There is an interesting study from the Williams Institute, at UCLA, comparing the adoption outcomes of same sex and heterosexual couples.  It’s quite an exhaustive study.  The complete version is here, and a  quick summary is here.

The main conclusions were that preparedness for adoption, mental health of parents, and the strength of the parents’ relationship with each other all impacted the development of the children;  the parents’ sexual orientation did not.

The mantra that children need a mother and a father in the home to do well is the main one I hear now from the anti-gay marriage groups.  This study disproves that—at least as far as children in their early years. 

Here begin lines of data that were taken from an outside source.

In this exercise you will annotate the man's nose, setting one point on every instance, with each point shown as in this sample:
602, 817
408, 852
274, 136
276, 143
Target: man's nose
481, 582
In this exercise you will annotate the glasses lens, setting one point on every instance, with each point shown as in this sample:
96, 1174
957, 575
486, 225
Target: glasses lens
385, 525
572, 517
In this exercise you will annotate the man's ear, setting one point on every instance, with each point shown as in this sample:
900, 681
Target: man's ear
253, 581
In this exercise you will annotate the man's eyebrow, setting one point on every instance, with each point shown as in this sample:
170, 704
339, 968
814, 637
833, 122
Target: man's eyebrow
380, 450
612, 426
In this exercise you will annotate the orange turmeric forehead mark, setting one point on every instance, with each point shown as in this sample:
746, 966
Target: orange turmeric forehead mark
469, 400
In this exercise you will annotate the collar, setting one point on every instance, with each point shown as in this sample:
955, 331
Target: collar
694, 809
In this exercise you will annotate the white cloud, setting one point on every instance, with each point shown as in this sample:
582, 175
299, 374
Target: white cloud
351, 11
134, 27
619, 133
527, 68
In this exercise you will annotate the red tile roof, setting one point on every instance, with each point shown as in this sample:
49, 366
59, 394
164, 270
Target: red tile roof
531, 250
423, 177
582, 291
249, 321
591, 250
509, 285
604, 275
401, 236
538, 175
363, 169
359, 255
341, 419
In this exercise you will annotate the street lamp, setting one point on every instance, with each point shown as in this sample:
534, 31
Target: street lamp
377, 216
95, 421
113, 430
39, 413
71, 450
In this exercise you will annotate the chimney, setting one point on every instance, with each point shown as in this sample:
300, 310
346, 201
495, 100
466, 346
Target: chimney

The study used internalizing and externalizing scores to measure children’s outcomes.  A child with high externalizing scores is a child who acts out and exhibits behavior problems.  A child with high internalizing scores keeps everything inside and is prone to depression, phobias, etc.   I wasn’t familiar with the way of evaluating children’s mental health but found it very persuasive.  It’s probably a good way of evaluating anyone’s mental health.

At any rate, an interesting, important study.  Perhaps it will relieve the minds of people sincerely concerned about how the legality of same-sex marriage will affect the well-being of children.